Barışın da simgesi olan güvercinleri sevmek, bakmak çok farklı bir hobi…
Yakın çevremden biliyorum, onları gökyüzünde uçuşlarını izlerken, dünyayı unutuyorlar adeta!
Bir de şahin kapmasa!
Kedi mamasına göz koyan hayvan!
Geçtiğimiz günlerde;
İnegöl Belediyesi, ilçedeki hayvanseverlerle ortaklaşa güzel bir projeyi hayata geçirdiler.
İlçe merkezindeki belli noktalara akıllı geri dönüşüm makineleri kondu.
Vatandaş, çöp kutusu yerine bu makinelere attıkları geri dönüşümle hem ekonomiye destek olacak hem de sokak hayvanlarına…

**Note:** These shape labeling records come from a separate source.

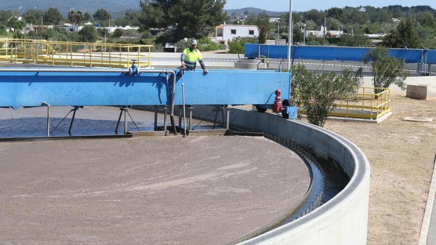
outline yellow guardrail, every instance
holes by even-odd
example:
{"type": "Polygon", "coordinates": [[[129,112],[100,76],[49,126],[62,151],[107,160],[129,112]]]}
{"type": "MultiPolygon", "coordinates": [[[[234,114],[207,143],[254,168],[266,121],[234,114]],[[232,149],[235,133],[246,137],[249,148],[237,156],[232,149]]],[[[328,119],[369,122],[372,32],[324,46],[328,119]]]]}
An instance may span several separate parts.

Çünkü, geri dönüşüm malzemelerinden elde edilen gelirle, sokak hayvanlarına mama masrafı çıkacaktı…
Fakat;
Birileri, o makineleri kırmakla kalmamış, içindeki kedi mamalarını da almışlar!
Sevgili Alinur Başkan!
Demek ki;
Kedi mamalarını çalacak kadar gözleri dönmüş aç yaratıklar var…
Onlar için de ayrı birer ‘sopalı geri dönüşüm makinesi’ koymalı!